You've got a strong print and there's some greater uncertainty around that.

BRAD SMITH: What type of-- and when we think about that trend that we're trying to watch so closely to see if and when it's locked in. Even if we did see that trend get locked in, how quickly would the Fed feel the propensity to need to cut as long as that trend is remaining in line with moving towards their target.

MATTHEW LUZZETTI: Yeah. I think they've signaled that from a risk management perspective. They don't want to cut rates too early. They're seeing an economy that is performing well, financial conditions that are quite easy with equity markets at record high levels. So there's nothing really pushing them urgently to move. At the same time, they do believe that policy is restrictive.

We do see some of the stresses that may cause either through regional banks or CRA or consumer delinquency rates rising. And so I think from the Fed's perspective, they have what looks like a soft landing in hand. And they are still concerned that if they don't begin to ease policy somewhat, at least over the coming meetings that they could potentially jeopardize that.

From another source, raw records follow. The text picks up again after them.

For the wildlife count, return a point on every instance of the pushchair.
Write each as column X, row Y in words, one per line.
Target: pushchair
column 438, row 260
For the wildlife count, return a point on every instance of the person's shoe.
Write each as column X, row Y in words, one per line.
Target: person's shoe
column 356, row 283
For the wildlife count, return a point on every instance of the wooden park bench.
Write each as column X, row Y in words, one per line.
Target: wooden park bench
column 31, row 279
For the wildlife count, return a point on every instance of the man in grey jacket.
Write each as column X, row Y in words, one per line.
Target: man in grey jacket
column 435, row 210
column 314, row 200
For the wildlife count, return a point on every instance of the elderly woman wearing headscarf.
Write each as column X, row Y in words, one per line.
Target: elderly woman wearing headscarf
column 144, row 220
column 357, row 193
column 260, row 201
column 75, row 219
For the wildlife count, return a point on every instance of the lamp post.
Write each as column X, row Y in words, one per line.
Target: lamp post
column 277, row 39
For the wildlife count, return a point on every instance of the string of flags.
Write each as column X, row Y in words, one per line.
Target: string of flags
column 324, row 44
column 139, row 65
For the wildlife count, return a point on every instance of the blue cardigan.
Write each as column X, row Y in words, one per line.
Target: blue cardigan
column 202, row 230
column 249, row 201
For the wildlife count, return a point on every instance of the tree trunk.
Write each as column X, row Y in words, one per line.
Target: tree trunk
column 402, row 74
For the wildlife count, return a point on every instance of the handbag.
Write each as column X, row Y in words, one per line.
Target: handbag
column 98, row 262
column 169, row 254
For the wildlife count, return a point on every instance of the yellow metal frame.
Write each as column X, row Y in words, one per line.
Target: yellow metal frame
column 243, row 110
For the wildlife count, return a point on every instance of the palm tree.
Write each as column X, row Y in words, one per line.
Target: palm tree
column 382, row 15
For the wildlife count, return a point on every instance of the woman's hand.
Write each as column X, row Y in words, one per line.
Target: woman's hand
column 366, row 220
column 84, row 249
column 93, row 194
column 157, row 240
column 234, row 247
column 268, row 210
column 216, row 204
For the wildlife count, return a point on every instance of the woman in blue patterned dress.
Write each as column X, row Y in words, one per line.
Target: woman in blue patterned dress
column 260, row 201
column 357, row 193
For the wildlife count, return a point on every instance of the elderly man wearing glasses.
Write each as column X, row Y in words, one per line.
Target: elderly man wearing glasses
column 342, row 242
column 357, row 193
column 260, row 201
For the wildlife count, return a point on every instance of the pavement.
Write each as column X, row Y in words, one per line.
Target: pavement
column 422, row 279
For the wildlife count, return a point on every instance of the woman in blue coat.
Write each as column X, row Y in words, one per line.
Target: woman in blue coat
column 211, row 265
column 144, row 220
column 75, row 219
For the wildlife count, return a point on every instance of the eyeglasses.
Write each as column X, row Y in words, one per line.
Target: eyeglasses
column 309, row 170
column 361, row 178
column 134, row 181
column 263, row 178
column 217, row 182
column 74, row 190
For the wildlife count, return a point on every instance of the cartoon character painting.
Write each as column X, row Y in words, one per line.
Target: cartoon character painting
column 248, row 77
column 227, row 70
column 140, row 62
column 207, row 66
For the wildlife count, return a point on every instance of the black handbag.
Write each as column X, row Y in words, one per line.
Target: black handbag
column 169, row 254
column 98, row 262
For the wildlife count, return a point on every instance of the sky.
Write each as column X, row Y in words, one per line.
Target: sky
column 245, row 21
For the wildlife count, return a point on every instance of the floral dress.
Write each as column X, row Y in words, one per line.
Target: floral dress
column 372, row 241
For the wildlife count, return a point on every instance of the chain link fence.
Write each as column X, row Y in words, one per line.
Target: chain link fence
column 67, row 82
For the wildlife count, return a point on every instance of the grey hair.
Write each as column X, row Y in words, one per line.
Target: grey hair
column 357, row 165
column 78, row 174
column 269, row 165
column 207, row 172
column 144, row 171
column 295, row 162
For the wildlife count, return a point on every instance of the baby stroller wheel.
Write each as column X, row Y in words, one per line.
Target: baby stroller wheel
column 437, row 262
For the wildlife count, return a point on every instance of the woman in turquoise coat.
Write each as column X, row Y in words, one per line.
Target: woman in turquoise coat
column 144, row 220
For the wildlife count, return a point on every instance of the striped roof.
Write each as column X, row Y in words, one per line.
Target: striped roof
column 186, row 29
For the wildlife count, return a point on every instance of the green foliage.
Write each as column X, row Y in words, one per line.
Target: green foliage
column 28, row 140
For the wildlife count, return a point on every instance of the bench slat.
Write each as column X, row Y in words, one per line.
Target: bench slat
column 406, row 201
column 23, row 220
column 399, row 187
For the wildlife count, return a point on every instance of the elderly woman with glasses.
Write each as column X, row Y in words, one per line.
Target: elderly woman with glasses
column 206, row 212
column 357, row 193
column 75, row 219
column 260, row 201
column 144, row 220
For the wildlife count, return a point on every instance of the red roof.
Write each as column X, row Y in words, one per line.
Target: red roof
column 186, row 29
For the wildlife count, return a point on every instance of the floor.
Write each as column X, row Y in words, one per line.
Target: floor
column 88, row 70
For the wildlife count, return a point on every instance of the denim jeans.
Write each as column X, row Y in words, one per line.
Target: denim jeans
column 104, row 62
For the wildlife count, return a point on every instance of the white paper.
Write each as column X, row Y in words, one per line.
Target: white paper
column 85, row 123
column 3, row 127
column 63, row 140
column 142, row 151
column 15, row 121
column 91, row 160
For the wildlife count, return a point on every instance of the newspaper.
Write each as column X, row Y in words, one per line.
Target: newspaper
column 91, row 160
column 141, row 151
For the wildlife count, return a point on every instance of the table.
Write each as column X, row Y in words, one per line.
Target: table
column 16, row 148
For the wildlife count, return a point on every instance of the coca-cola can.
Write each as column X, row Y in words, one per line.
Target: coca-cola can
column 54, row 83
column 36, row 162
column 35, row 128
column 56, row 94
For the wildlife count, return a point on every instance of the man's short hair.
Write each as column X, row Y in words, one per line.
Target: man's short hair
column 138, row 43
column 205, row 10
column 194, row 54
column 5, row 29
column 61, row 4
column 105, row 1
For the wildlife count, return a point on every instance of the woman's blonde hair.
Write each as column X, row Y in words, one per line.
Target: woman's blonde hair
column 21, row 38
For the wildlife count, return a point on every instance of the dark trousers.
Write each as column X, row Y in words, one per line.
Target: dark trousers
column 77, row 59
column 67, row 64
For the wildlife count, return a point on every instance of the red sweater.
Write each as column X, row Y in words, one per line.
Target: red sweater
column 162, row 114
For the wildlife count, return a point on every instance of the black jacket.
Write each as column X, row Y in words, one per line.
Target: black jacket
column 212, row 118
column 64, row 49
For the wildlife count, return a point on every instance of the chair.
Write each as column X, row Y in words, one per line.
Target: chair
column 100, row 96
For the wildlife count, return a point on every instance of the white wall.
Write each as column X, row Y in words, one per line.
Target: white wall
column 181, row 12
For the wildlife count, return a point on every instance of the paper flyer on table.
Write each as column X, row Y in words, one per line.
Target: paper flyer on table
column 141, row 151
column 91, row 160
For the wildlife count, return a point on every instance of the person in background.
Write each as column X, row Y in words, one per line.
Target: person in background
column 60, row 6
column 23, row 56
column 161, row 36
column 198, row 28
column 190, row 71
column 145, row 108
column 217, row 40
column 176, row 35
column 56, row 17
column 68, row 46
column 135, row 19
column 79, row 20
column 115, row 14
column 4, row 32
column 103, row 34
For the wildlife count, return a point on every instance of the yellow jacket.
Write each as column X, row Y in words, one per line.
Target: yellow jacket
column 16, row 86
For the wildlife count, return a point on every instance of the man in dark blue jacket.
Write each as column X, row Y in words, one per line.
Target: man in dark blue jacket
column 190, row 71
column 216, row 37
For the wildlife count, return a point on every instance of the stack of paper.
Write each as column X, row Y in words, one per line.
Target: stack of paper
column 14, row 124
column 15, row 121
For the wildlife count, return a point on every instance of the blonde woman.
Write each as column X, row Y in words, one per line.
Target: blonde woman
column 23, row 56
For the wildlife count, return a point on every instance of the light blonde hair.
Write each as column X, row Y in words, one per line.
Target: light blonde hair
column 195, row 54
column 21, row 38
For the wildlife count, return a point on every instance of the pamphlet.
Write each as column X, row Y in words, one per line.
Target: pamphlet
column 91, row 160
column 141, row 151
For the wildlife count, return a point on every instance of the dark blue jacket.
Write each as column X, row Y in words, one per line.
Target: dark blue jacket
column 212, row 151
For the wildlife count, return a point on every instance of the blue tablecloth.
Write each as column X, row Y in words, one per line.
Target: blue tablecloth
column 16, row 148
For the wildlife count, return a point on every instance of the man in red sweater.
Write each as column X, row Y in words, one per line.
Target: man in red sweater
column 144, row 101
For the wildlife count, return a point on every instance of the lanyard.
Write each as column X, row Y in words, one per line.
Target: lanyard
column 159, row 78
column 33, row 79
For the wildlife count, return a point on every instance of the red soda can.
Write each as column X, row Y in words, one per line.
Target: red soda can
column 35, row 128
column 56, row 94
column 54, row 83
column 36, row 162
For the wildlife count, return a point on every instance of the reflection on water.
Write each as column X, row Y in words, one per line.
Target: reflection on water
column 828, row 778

And that if it transpires into something that's a little bit more adverse and then perhaps you get a mild recession. And so I think the Fed does see a strong case to cut rates. But clearly at the moment with a stronger economy, there's nothing urgently pushing them in that direction over the next few months.

SEANA SMITH: Matt, even if the economy is able to hold up relatively well, what do you think the impact is going to be on the labor market if we do see the higher for longer interest rate approach take hold?

MATTHEW LUZZETTI: Yeah. I think you've seen the market reprice tremendously, the Fed. We were pricing not too long ago about 160 basis points of rate cuts. We're now down closer to 75 basis points, which is what the Fed was signaling at the December meeting. And despite that, markets have taken them quite well. Equity markets are at record high levels credit. Spreads are still tight volatility is still low.

Yields have moved higher but it hasn't really spilled over into broader financial conditions. And so I think that does create uncertainty. Even if you see the Fed being more cautious here, as long as the economy looks resilient, as long as the underlying economy and fundamentals look strong, then it's not obvious that pushing out rate cuts has a material negative impact on the labor market.

SEANA SMITH: All right. Matt Mazzetti, always great to get your insight here. Thanks so much for joining us here this morning. Deutsche Bank Securities Chief US economist.